Fujitsu ScanSnap SV600 review: Touch-free scanner won't damage source material
At a Glance
The Fujitsu ScanSnap SV600 overhead scanner is must-see technology. Priced at $800, it’s too expensive for most users, but the way it scans objects placed in front of it with nothing more than a bar of light is simply cool to watch.
It scans without touching the source material, so it’s extremely handy for scanning delicate documents and 3D objects as thick as 1.18 inches. Not having a platen that you can flatten documents against, however, is problematic.
If you saw an SV600 at a garage sale, your first thought would be “table lamp.” Seeing it in action, however, would cause that perception to morph into “Star Trek table lamp.” You’ll find neither a scanner bed nor a lid, and no hulking box to hold the scanning element. It’s just a base—dominated by large power, scan, and stop buttons—that stabilizes a thin tower with a swiveling scanning element at the top.
Align the object you wish to scan on the provided black background cloth, press the scan button, and then sit back and watch a bar of light travel hypnotically from back to front as it captures an image from photonic feedback. Growing up in the ’60s, I fully expected technology like this to arrive 20 years ago.
A user-definable delay between your pressing the scan button and the device’s starting the scanning operation gives you time to move your hand out of the way. If you’re scanning a multipage document or several pages from a book or magazine, you can also configure the SV600 to initiate another scan after you turn the page.
I found the user-definable timed scan to be much more efficient, however, because the scanner’s ability to recognize a page turn was accurate only about 75 percent of the time. I developed a good rhythm after setting the pause to 1 second, taking into consideration the approximately 6 seconds the device took to scan and then return to its start position. Scanning a 75-page magazine required less than 10 minutes. That’s very fast, a result largely due to my not having to jockey material onto and off of a flatbed. Alas, that’s not necessarily the end of the process.
Trouble with the curve
Fujitsu’s engineers did a great job overcoming a couple of significant challenges when they designed the ScanSnap SV600. First, the scan head on the typical scanner remains equidistant from the object being scanned. With the ScanSnap SV600, in contrast, the distance between the two increases as the scan progresses. Second, the typical scanner doesn’t have to contend with ambient light, because the source material is in such close proximity to the scan head. The ScanSnap SV600 has no mechanism to block ambient light.

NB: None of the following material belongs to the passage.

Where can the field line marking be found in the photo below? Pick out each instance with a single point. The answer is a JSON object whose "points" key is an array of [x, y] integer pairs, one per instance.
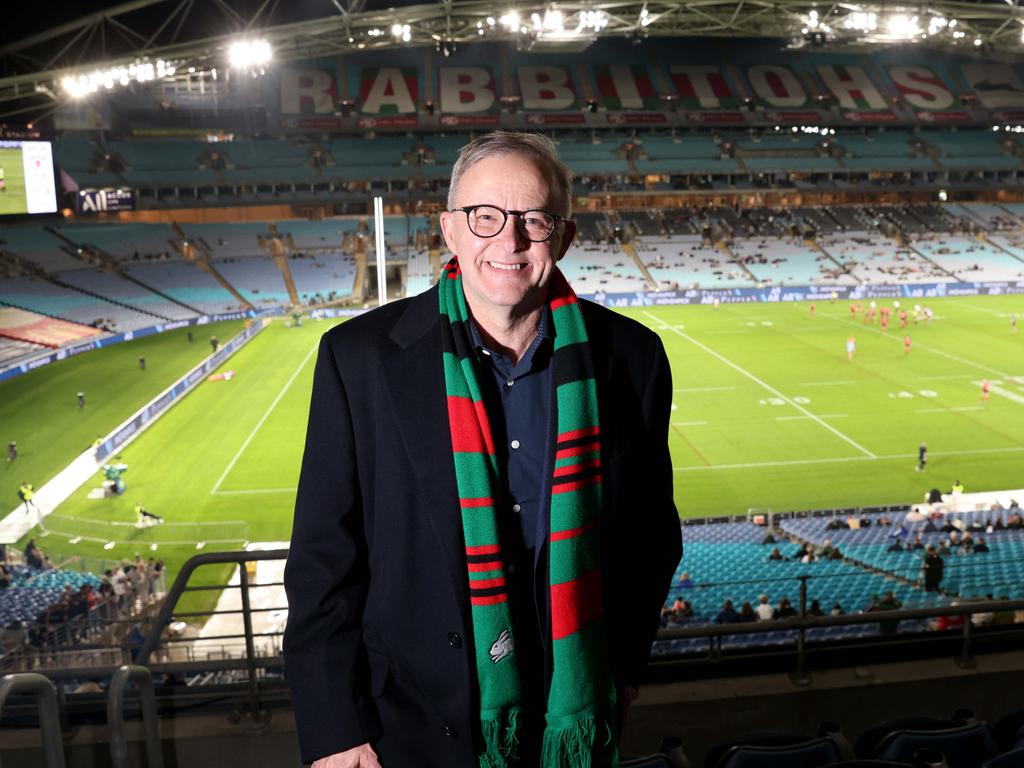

I don’t know whether to credit Fujitsu’s optics or its software, but neither of those issues affected the ScanSnap SV600’s scanning prowess. The device easily handled all of the flat, 3D, and multiple-object challenges I threw at it. Good job, Fujitsu.

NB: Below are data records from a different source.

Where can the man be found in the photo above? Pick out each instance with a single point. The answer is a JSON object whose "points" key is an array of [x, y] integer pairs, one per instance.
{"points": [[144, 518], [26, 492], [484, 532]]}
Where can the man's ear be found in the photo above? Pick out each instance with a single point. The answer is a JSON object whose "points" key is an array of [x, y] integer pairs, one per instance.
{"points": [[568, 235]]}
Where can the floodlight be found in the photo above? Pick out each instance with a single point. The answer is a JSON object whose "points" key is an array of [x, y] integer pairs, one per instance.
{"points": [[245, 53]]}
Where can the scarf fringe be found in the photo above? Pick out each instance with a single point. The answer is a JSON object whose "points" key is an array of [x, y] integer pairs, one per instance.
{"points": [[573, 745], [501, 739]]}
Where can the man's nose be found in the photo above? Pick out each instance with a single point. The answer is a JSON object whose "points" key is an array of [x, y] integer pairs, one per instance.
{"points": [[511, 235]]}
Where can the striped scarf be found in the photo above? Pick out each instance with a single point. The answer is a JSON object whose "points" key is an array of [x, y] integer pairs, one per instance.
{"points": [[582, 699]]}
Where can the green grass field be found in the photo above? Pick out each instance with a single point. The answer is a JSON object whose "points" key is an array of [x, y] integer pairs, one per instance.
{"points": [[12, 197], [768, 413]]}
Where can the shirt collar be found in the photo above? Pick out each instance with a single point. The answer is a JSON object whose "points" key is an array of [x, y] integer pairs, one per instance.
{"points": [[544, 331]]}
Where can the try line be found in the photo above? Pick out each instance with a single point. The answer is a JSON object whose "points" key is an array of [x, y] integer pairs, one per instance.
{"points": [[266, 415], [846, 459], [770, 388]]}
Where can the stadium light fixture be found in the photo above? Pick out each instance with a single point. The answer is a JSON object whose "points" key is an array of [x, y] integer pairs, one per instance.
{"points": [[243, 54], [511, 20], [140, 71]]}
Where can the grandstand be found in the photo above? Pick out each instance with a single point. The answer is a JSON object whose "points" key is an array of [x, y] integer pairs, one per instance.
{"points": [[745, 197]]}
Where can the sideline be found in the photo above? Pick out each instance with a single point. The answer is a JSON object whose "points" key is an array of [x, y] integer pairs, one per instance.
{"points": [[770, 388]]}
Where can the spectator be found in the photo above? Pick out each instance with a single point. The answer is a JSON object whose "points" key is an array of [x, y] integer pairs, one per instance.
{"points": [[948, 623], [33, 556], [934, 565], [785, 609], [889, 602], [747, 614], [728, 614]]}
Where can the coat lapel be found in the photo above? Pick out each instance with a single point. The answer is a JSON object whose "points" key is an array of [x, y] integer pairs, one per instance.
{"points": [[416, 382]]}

What does give this unusual scanner a little trouble, though, is the deceptively simple problem of vertical curvature, as found with magazines and books laid open. A flatbed scanner’s lid flattens materials against the platen to minimize that issue, albeit with potentially damaging effect to the book or magazine’s spine. A handheld scanner presses against the page and never “sees” the curvature, but dragging a scanner across the page has the potential to damage the page itself.
The overhead scanning element inside the ScanSnap SV600 never touches the source material, so it’s as gentle as can be—but it does nothing to flatten curves. You can pull the book or magazine as flat as possible using your fingers, and Fujitsu provides functions for removing fingers from the image, but you must eliminate any remaining curvature via software. I found this operation to be more of a hit than a miss, but it wasn’t perfect. And although you can find manual tools for editing scans, few people will have the patience to spend a couple of minutes straightening every scanned page in a book or magazine.
Fujitsu bundles its own ScanSnap Manager software, for setting options and directing scans; ScanSnap Organizer, a competent document librarian; CardMInder, which pulls information off business cards and routes it to various organizers; Abbyy Finereader, for optical character recognition; and Rack2 Filer, which facilitates ebook creation. All of these apps are capable, but ScanSnap Manager could present its options in a more intuitive fashion, and the editing workflow could use some improvement.
Considering the technical difficulty of the task involved, the Fujitsu ScanSnap SV600 is an amazing piece of scanning hardware. For everyday document archiving and making quick copies, the ScanSnap SV600 is more than adequate and very fast. It’s a great match for public libraries and other environments where users might want to scan just a few pages without risking damage to the source materials. But the curvature removal needs some work, and the post-scan processing needs to be more automated. Still, I want one.